New Curriculum at Chicago Public Schools
The project is based on a historic trade route that's hundreds of years old.
The Silk Road Project is part of a year-long festival that includes concerts and exhibits across the city.
They're inspired by the trade routes that connected China to the Mediterranean until the 14th century.
Students will learn about the cultural and historical importance of the region, and how it relates to the present day.
Laura Freid is executive director of the Silk Road Project.

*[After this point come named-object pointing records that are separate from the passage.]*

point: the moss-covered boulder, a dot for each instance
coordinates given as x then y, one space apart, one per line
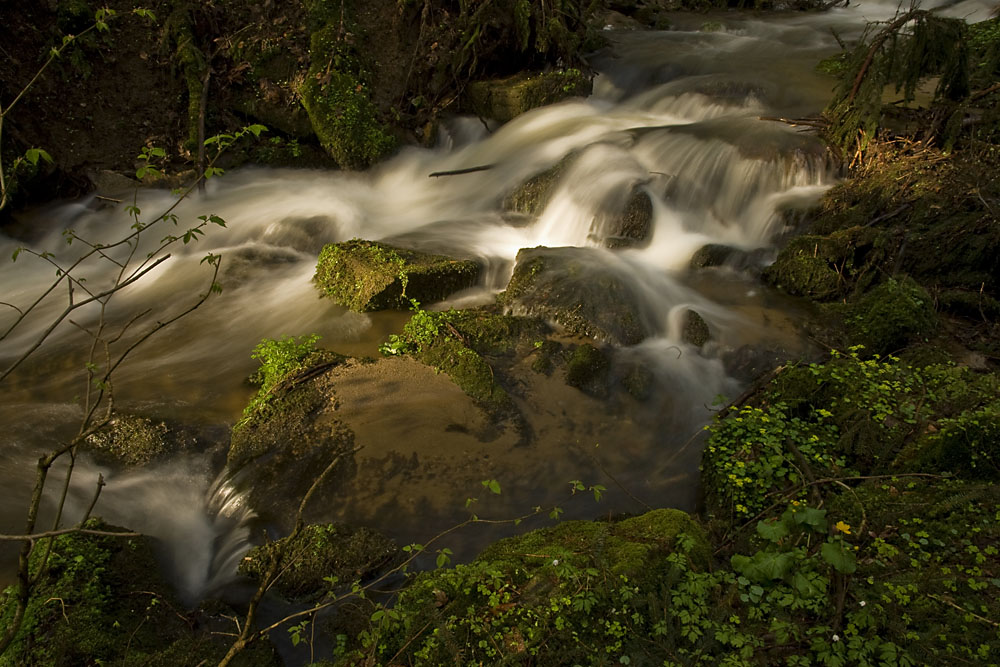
531 196
630 228
290 433
341 111
580 289
507 98
587 370
890 316
320 559
101 600
546 597
468 345
368 275
829 267
130 440
694 330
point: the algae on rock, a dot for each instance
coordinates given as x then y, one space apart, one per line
507 98
320 559
368 275
101 599
580 289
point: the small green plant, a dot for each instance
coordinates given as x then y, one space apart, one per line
279 359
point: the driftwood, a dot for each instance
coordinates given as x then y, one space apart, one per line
458 172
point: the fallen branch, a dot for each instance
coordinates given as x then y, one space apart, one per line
458 172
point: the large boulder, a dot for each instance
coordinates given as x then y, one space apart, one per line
548 596
504 99
279 449
368 275
582 290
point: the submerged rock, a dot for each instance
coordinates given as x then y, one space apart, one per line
890 316
531 196
321 559
278 452
579 289
368 275
587 370
507 98
567 579
130 440
462 343
695 330
631 228
102 600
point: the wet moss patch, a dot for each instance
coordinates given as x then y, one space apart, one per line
368 275
558 595
102 600
321 559
507 98
579 289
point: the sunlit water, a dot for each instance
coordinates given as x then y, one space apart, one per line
676 114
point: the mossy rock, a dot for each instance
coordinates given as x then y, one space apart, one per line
278 452
891 316
967 445
341 112
631 228
130 440
531 196
319 553
544 595
587 370
507 98
469 370
828 267
695 330
581 290
928 566
102 600
368 275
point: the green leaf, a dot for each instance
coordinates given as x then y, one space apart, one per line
808 587
812 517
764 565
772 531
840 556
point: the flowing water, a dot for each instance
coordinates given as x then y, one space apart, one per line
676 114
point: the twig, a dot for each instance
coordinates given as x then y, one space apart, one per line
457 172
964 610
66 531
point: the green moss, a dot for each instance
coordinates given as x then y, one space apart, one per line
321 559
102 600
562 595
580 290
826 267
468 370
342 115
368 275
130 440
890 316
504 99
587 369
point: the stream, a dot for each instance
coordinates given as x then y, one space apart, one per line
676 114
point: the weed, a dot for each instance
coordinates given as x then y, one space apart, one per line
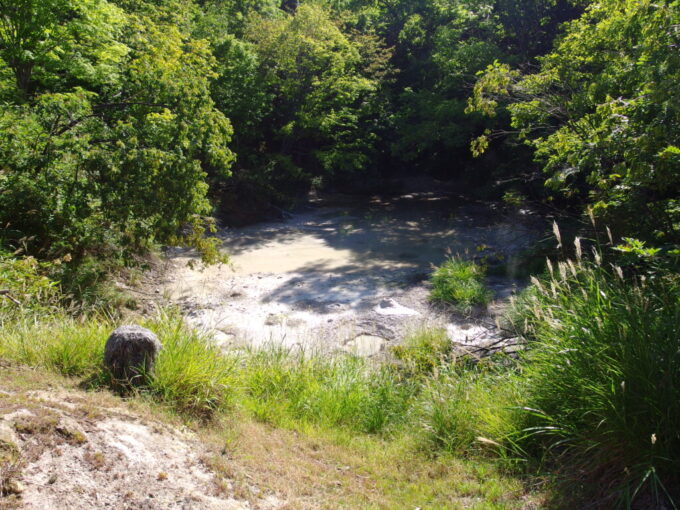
461 283
604 367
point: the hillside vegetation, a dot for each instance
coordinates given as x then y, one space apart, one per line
130 125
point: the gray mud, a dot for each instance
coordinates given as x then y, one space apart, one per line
350 274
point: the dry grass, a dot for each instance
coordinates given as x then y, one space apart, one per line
309 469
313 470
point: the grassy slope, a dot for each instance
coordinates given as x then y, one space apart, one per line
307 466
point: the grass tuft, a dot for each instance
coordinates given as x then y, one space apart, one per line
604 373
461 283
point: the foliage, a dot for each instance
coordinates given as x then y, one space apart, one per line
285 387
192 377
423 351
104 145
459 282
603 389
25 288
602 114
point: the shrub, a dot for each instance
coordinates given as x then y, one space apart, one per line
461 283
25 288
603 374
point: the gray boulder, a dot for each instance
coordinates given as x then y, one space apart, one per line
130 353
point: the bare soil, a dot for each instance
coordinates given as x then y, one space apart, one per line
349 274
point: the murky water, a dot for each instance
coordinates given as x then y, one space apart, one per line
347 273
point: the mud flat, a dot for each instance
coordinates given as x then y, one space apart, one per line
349 274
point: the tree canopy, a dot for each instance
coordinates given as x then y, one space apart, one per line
124 121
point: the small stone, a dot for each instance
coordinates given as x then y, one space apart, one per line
130 353
14 487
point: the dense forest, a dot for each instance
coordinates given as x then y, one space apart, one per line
128 125
123 121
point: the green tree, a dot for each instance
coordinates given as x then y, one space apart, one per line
112 143
602 114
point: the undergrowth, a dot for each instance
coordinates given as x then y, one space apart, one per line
604 370
595 396
460 283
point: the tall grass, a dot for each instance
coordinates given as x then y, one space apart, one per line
285 387
461 283
603 372
191 375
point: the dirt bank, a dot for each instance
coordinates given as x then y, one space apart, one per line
348 273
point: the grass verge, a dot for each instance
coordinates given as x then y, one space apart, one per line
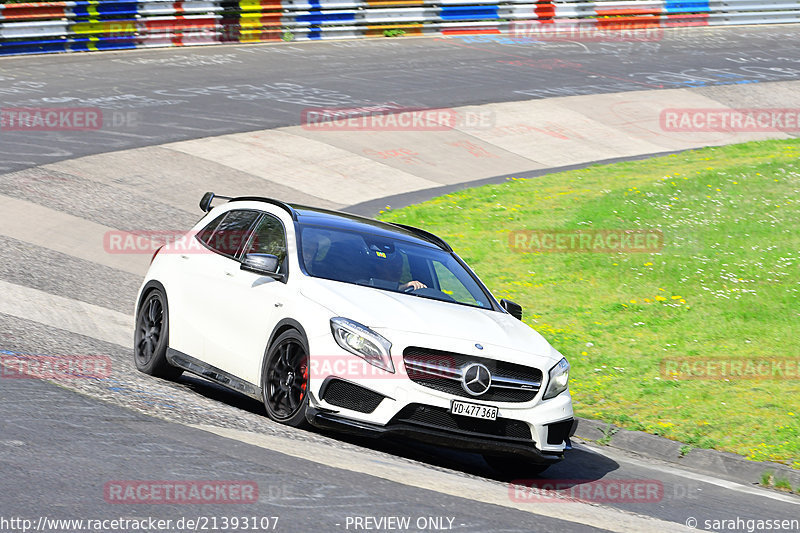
724 286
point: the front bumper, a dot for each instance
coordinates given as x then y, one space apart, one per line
461 440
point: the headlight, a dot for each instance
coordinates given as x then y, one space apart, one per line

"We think that everyone asks this essential question: 'Who am I, and where do I come from? And why is this information about another culture thousands of years ago and miles and miles away, of interest to me?'"
Freid hopes the project answers these questions by inspiring students to look deeper, and make connections with others.
One of the ways they'll be doing that is through the Genographic Project, sponsored by National Geographic and IBM.
Alex Moen, the program director, says about 1,000 students will get kits to take a sample of their DNA.
Those kits will show students the migratory path of their ancestors.
"What these kids will learn is that we're not that different," he says. "We actually share this common origin. Our genetic makeup on a molecular basis is really so similar that any kind of differences we see truly are superficial, and skin-deep."
Silk Road was founded by cellist Yo-Yo Ma.
Teachers and students will get to see live musical performances and visit museums as part of the program.